There are two areas. One is the naiku, which enshrines the sun goddess and a number of other important deities. The other is called the geku, which enshrines, among others, Toyouke no Omikami, a deity of agriculture and industry for a total of 125 shrines within the complex. Within the naiku is said to reside the Yata no Kagami, a sacred mirror given to the first emperor of Japan by the sun goddess herself. And becauase Amaterasu is said to be the ancestor of the Japanese emperor, only members of the imperial family are allowed to serve as chief priests or priestesses.
1 Izumo Taisha
There is no record of when exactly Izumo Taisha was established, but it was mentioned in the Kojiki, the oldest, half-mythological chronicles Japan. It is said that Izumo Taisha was built in honor of Okuninushi, the mythological first ruler of Japan. According to the Chronicles, Okuninushi was the son of Susano-o, the god of storms and seas. He fought his evil brothers to claim rulership over the land, slaying them with his father’s weapons. After this, Amaterasu sent her descendant to administer the land, claiming it had become unruly. Okuninushi gave control over to him and instead became the ruler of magic and spirits as compensation. He is the god of nation-building, farming, business and medicine.

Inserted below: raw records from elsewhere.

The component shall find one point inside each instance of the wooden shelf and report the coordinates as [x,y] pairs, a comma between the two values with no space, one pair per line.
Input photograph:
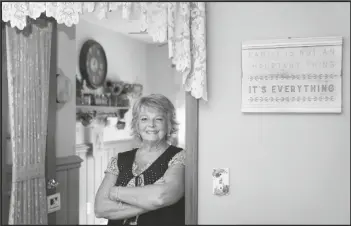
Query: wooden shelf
[88,113]
[100,109]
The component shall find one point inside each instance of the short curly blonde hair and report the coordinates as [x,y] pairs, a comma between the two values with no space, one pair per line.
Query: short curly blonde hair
[161,103]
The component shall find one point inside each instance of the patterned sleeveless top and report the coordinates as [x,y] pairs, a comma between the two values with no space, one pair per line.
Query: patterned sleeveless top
[125,168]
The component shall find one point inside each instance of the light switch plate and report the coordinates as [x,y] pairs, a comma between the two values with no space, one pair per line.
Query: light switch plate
[54,202]
[220,177]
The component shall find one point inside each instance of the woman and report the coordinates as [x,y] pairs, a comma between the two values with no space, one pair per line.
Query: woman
[145,186]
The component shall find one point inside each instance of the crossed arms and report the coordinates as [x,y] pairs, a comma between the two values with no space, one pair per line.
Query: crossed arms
[134,201]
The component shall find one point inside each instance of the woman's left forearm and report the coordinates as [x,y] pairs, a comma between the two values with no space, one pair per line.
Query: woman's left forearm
[149,197]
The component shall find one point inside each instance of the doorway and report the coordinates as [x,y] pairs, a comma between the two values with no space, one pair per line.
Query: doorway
[132,57]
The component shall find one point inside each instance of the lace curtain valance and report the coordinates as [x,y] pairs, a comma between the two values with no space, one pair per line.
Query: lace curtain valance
[181,24]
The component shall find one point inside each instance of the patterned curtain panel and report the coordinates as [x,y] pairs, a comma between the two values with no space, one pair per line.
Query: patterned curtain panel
[28,61]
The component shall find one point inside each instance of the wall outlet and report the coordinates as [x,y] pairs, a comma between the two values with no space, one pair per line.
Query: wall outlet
[54,202]
[89,208]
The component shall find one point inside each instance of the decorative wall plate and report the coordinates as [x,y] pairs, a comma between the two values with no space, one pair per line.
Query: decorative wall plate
[93,64]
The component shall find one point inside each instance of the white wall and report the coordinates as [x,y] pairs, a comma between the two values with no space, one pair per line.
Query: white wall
[65,115]
[166,80]
[284,168]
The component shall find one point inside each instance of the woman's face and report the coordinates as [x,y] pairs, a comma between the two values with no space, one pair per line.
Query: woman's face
[152,124]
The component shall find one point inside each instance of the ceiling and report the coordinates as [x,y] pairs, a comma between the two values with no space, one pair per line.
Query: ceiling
[117,24]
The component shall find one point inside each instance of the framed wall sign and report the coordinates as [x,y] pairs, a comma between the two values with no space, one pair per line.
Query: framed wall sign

Izumo Taisha is administered by the Senge family, who are said to trace their lineages back to the second son of the sun goddess. (Many families of importance in Japan are said to be the ancestors of the Shinto gods.) Recently, the eldest son of the current administrator married Princess Noriko, the daughter of the Emperor’s cousin, who had to give up her royal status to do so.
Why the shrine of the god who handed over his kingdom at the behest of Amaterasu is number one on the list is the very month of June. Aside from it’s normal translation of “rokugatsu,” June is also known as Kannazuki, or “the month with no gods.” It is said that during the month of June all the Shinto gods (save Ebisu, the slightly deaf god of fishing, who doesn’t hear the summons) leave their shrines and go to Izumo Taisha for a month-long meeting. Of course, since all the deities are present at the shrine at once, June is known locally as Kaniarizuki, the “month with gods.” Traditionally, except for Ebisu, during the month of June the only shrine with any gods to pray to is Izumo Taisha.